Zoff mit dem Mobilitätsanbieter gehört in diesen Tagen dazu. Wer einen Antrag bei der Schlichtungsstelle für den öffentlichen Personenverkehr stellt, die Fluggesellschaft aber den Anspruch auf Entschädigung galant ignoriert, wird vorsorglich darauf hingewiesen, dass die Bearbeitungszeit mehr Zeit als gewöhnlich in Anspruch nehmen wird.

Und auch bei der Deutschen Bahn scheint das Fahrgastrechtezentrum derzeit unter einer Beschwerdeflut unterzugehen. Jedenfalls landen immer häufiger Briefe bei Bahnkunden, dass ihre Beschwerde zwar bearbeitet werde, mit einer Antwort aber erst in einigen Wochen zu rechnen sei.

Urlaub: Jede Menge Reisefrust im Sommer

Wer sich das Glücksspiel, ob und wann der gebuchte Fernzug kommt – von der Aussicht auf einen Sitzplatz ganz zu schweigen –, ersparen möchte, kann auf das 9-Euro-Ticket setzen. Das ist herrlich entschleunigend. Mitunter kann man Stunden an Orten, von denen man vorher gar nicht wusste, dass sie existieren, verbringen, weil die Umsteigezüge leider bereits überfüllt sind.

Deutschland im Sommer 2022 – das ist für viele Reisefrust. Schuldige werden gesucht und gefunden. Wie kann es sein, dass die Flugbranche derart unvorbereitet war auf die Reiselust nach zwei Jahren Pandemie? Eine berechtigte Frage. Zugleich sollte man dabei bedenken, dass die Corona-Pandemie Deutschland noch bis in den Winter hinein in weiten Teilen lahmgelegt hat.

Urlaub: In Bayern läuft es besser

In den vergangenen zwei Jahren wurde das Ende der Flugbranche in ihrer bisherigen Form beschworen. Man echauffierte sich über leere Flüge und diskutierte darüber, wie der Urlaub der Zukunft wohl aussehen würde.
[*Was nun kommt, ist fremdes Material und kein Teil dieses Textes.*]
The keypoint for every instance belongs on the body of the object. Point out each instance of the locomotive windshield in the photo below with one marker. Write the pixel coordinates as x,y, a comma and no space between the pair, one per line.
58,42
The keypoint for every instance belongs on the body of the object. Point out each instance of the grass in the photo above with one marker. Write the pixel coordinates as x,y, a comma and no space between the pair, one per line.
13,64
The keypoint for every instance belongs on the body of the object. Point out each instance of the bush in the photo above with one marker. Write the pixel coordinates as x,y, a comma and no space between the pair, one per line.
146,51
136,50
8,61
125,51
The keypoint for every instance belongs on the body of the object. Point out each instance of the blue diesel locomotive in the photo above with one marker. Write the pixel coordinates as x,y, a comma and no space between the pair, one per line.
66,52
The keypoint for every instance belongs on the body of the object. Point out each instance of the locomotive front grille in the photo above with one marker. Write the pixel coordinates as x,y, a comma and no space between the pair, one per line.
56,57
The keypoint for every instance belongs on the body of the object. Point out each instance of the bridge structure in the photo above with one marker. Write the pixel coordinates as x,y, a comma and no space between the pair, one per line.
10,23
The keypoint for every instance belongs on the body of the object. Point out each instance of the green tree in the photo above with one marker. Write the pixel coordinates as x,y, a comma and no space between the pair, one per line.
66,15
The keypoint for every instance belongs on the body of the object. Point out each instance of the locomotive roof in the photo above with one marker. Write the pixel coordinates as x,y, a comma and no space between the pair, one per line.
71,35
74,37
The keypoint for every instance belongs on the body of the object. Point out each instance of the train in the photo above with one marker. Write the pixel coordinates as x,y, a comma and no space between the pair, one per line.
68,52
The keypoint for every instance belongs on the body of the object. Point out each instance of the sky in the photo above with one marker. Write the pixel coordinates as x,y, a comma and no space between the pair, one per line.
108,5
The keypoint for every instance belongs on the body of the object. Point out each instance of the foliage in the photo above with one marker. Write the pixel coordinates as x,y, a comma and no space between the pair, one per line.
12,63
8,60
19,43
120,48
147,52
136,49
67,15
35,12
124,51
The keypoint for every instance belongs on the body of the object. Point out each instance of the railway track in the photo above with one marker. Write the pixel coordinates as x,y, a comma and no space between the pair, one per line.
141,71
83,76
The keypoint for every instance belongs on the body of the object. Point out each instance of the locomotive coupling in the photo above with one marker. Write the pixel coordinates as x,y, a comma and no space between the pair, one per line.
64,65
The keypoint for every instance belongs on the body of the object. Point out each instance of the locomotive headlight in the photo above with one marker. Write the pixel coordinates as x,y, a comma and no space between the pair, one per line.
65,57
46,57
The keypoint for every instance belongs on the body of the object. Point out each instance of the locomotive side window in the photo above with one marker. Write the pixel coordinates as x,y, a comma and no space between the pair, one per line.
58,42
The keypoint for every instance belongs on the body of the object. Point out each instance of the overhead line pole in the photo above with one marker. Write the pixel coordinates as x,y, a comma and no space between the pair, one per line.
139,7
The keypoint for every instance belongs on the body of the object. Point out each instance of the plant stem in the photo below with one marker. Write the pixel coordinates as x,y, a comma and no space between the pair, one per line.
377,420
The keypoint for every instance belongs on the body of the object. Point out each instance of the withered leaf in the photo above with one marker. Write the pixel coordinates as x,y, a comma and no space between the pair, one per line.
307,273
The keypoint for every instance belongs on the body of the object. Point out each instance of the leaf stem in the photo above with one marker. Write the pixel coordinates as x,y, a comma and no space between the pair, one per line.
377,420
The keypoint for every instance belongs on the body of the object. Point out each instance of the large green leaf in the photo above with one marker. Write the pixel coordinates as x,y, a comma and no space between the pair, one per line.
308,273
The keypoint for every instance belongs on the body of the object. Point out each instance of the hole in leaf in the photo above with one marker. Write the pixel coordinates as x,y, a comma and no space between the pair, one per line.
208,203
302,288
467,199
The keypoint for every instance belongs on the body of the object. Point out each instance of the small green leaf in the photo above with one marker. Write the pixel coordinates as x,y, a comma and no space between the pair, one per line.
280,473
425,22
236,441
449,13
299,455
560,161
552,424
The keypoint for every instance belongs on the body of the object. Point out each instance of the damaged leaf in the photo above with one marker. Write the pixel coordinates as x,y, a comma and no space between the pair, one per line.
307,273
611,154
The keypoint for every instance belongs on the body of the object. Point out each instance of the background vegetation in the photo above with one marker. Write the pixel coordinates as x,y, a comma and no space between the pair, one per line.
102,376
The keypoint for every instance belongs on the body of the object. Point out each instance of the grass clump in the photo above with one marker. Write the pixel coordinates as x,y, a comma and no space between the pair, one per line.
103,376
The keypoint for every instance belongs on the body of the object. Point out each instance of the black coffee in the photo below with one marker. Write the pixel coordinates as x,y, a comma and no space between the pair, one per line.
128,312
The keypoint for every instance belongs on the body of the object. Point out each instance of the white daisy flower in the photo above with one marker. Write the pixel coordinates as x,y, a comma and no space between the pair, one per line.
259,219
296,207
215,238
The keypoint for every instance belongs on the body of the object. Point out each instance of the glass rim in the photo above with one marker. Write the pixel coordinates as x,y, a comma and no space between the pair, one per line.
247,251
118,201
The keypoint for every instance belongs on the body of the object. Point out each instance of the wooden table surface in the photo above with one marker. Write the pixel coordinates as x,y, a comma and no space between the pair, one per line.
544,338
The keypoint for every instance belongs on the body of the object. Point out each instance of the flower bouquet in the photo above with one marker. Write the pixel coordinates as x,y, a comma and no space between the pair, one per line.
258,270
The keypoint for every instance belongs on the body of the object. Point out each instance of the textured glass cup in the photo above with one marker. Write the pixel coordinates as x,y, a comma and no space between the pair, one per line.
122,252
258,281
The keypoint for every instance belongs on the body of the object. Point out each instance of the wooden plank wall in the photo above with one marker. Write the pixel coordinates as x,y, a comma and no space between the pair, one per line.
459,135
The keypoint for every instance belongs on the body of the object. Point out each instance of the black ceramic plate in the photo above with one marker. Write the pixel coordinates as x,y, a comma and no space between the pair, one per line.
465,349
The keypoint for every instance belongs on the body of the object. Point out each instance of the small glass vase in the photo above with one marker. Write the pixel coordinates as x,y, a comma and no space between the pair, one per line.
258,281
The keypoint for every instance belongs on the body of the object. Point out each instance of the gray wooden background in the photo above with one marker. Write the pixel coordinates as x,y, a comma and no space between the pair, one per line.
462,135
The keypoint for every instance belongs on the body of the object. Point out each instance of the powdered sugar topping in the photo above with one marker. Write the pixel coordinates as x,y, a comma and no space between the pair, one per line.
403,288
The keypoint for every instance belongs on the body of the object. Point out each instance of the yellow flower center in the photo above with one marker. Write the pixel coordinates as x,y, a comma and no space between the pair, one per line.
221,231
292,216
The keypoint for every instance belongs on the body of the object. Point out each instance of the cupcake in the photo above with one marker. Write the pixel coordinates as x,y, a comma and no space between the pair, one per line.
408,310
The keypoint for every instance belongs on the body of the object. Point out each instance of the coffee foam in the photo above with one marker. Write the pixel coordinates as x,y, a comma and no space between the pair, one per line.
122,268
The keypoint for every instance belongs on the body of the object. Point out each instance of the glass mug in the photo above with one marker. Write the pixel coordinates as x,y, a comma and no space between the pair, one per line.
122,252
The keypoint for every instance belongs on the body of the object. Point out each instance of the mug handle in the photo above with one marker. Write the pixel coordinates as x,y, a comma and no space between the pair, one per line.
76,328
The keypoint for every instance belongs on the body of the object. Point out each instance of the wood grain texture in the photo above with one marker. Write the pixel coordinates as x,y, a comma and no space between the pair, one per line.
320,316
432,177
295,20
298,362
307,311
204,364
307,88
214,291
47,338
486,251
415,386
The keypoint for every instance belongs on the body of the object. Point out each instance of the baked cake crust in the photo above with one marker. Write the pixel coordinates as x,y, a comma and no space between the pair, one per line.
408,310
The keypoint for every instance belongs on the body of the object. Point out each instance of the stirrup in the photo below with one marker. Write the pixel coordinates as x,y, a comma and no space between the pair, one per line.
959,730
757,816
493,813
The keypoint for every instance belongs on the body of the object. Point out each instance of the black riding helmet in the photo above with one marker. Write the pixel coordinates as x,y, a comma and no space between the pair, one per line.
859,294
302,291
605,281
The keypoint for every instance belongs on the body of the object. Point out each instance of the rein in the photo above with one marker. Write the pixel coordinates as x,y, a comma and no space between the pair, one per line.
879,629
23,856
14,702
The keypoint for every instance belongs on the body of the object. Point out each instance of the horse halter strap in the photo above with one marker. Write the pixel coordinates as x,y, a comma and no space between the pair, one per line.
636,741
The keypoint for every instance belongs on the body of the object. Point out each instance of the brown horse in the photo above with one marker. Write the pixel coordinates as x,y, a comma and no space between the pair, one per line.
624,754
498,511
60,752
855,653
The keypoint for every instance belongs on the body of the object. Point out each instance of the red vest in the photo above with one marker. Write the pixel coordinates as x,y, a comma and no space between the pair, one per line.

Wer will es dem Flughafenmitarbeiter verdenken, dass er sich bei Kurzarbeit und düsterer Zukunftsprognosen nach einem anderen Job umgesehen hat?

Es lohnt sich ein Blick dorthin, wo es in diesen Tagen – wenn nicht gerade Verdi das Bodenpersonal der Lufthansa bestreikt – besser läuft: nach Bayern. Im Süden der Republik sind die Sicherheitsmitarbeiter an den Flughäfen bei der örtlichen Landesgesellschaft angestellt. Das Chaos bei der Sicherheitskontrolle ist dort sehr viel geringer als andernorts in Deutschland, wo die Aufgabe an private Subunternehmer outgesourct wurde.

Grenzen der Privatisierung werden sichtbar

Auch der Blick auf die Bahn zeigt: Die derzeitigen Zustände haben ihre Wurzel im jahrelangen Sparkurs, der die Bahn auf Profit trimmen sollte – Börsenträume inklusive. Als Gesicht für das Kaputtsparen der Bahn wird in diesen Tagen gerne Hartmut Mehdorn präsentiert, der am Sonntag seinen 80. Geburtstag feiert. Das ist aber nur die halbe Wahrheit.

Streng genommen hat er seine Aufgabe, die die Politik ihm auferlegt hat, erfüllt: Er hat die Kosten minimiert und den Konzern auf einen kurzfristigen Gewinn getrimmt. Heute sind die Grenzen der kurzfristig gewinnorientierten Privatisierung spürbar. Nun suchen Politik und Unternehmen händeringend nach Möglichkeiten, um kurzfristig auf die Probleme zu reagieren. Allerdings sollte man sich eingestehen: Das Kind ist in den Brunnen gefallen. Schnellschüsse führen im Zweifel nur zu künftigen Problemen.

Kurzfristig sind keine strukturellen Probleme zu lösen

So ist es durchaus denkbar, dass die Reiselust der Deutschen im kommenden Jahr deutlich geringer ausfallen wird, wenn die hohen Energie-Nachzahlungen ins Budget schlagen. Schon jetzt sollten sich Politik und Wirtschaft daher auf Szenarien für die kommende Reisesaison vorbereiten – und strukturelle Probleme angehen. Davon gibt es wahrlich genug.